PCA on projective space

Projective spaces are spaces of lines in some ambient space. For example, {\mathbf R}P^2 is the space of straight lines in {\mathbf R}^3. What is this space? Well, it is the space you get when you identify points in {\mathbf R}^3\backslash{0} up to the multiplicative group x \rightarrow \lambda x, \lambda\neq 0. In this particular case, it is the upper hemisphere of {\mathbf S}^2, with the boundary circle points identified. All good stuff which Brock Fuller and Jack Conn taught me a long long time ago.

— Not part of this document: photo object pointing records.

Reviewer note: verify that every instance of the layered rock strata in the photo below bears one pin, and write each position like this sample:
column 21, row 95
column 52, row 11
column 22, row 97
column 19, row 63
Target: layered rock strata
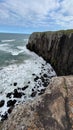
column 56, row 48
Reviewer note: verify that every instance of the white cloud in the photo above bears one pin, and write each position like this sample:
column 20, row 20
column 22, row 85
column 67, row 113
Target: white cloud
column 33, row 13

But now we’re dealing with trying to do something like PCA on projective space, so we want to ask: What is PCA in a linear space and why do we care? We’re trying to find the directions along which some cloud of points is most spread out. In particular, the rotation symmetry in this space is what underlies wanting to diagonalize \langle (X_i - \langle X_i\rangle)(X_j - \langle X_j\rangle)\rangle. So on a projective space, we still have lots of symmetry, and we should be using this symmetry to find something like a great circle along which the cloud of points in projective space is most spread out. The distance measure inherited from the underlying ambient space has the same rotation symmetry (except for a minor caveat about the identification of antipodal points, which affects the group by modding out a discrete Z_2).

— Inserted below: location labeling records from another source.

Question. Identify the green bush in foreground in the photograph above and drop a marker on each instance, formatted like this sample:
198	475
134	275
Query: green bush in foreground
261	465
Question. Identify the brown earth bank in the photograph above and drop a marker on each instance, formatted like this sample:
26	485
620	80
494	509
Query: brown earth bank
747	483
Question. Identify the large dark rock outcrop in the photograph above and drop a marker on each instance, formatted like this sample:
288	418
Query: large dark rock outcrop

It’s not obvious to me how to do this as some sort of simple matrix manipulation, but as a maximization problem, we want to find a rotation in the ambient space such that the points in the projective space have the largest possible range of \phi\in [0,\pi). (Remember the identification of x and  -x.) Then the other directions have to be determined by rotations that don’t change the inverse image of this half-circle in the ambient space and so on. (Might be better to have some different orientation standard but this is more a matter of notation and calculation.)

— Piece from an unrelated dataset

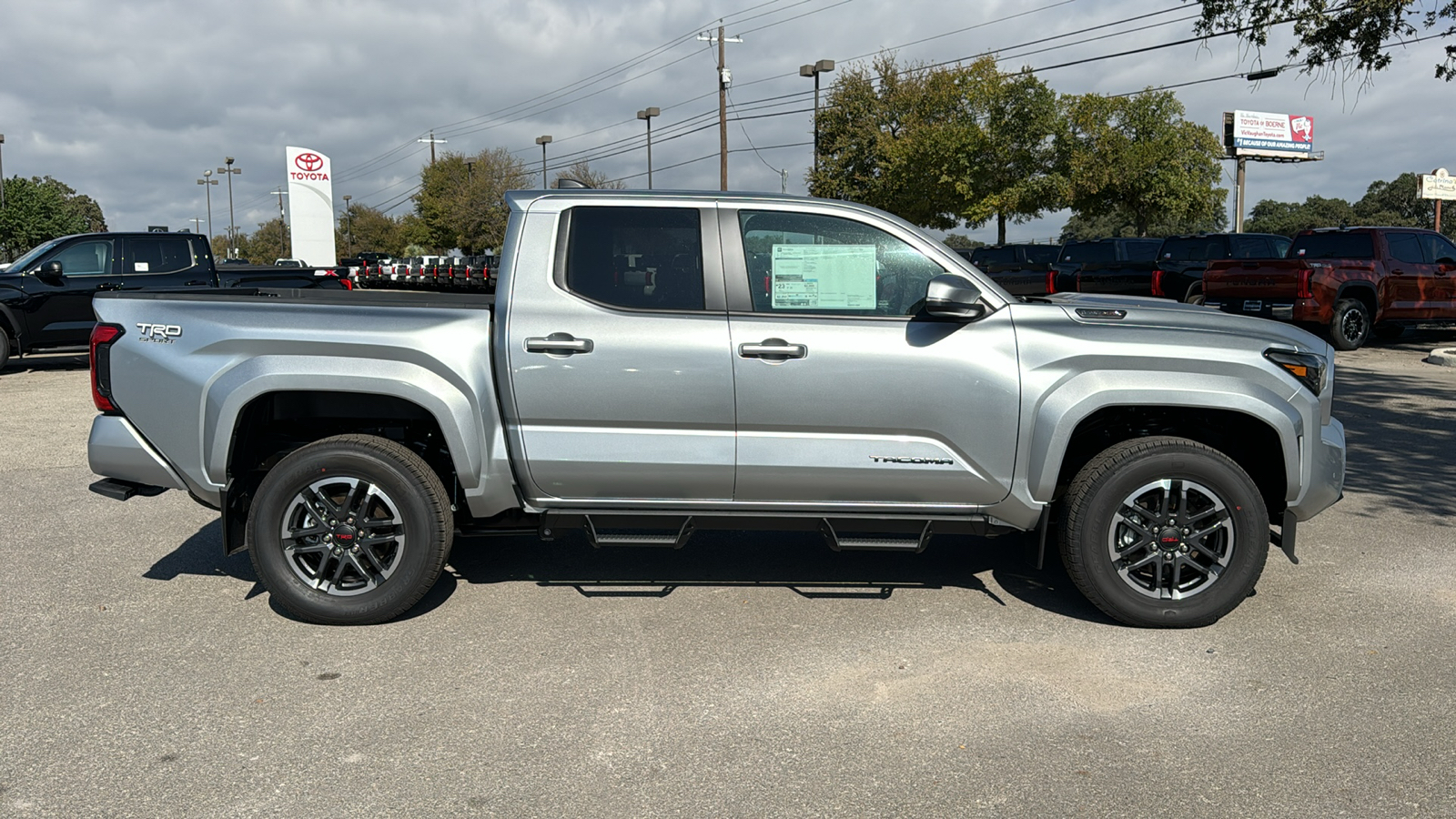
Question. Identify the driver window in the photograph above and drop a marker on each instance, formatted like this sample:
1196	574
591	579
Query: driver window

Each line is represented by a direction vector. A 2-plane in the original space defines a circle on the projective space. A 2-plane could be defined by two data points in the original space that maximize the projective distance between pairs of data points. Obviously, picking two specific data points is too susceptible to outliers so we want something like two orthonormal vectors n_1, n_2 such that the mean distance of the data points from the plane defined by these vectors (which is the angle between the data point and its projection on the plane) is minimized and the standard deviation of the angles between the projections of the points in this plane is maximized. Just implement the second cost:

n_{1j}n_{1k} +n_{2j}n_{2k}

Of course, there are other sets of charts on the projective space, but the metric distances are not so trivially calculated. It is interesting that this projective PCA would reduce the dynamic range. Is this good? There are instances in image processing where I imagine that the important thing is not the absolute intensity but the relative intensity. I wonder if one would get different results from the Pearson correlation. The Pearson correlation normalizes the mean and the standard deviation before computing the cosine of the angle between the two vectors. The projective distance is scale-independent but does take the mean of the two vectors into account. PCA can be generalized in many ways. There are nonlinear manifold PCA methods, neural network PCA methods and so on.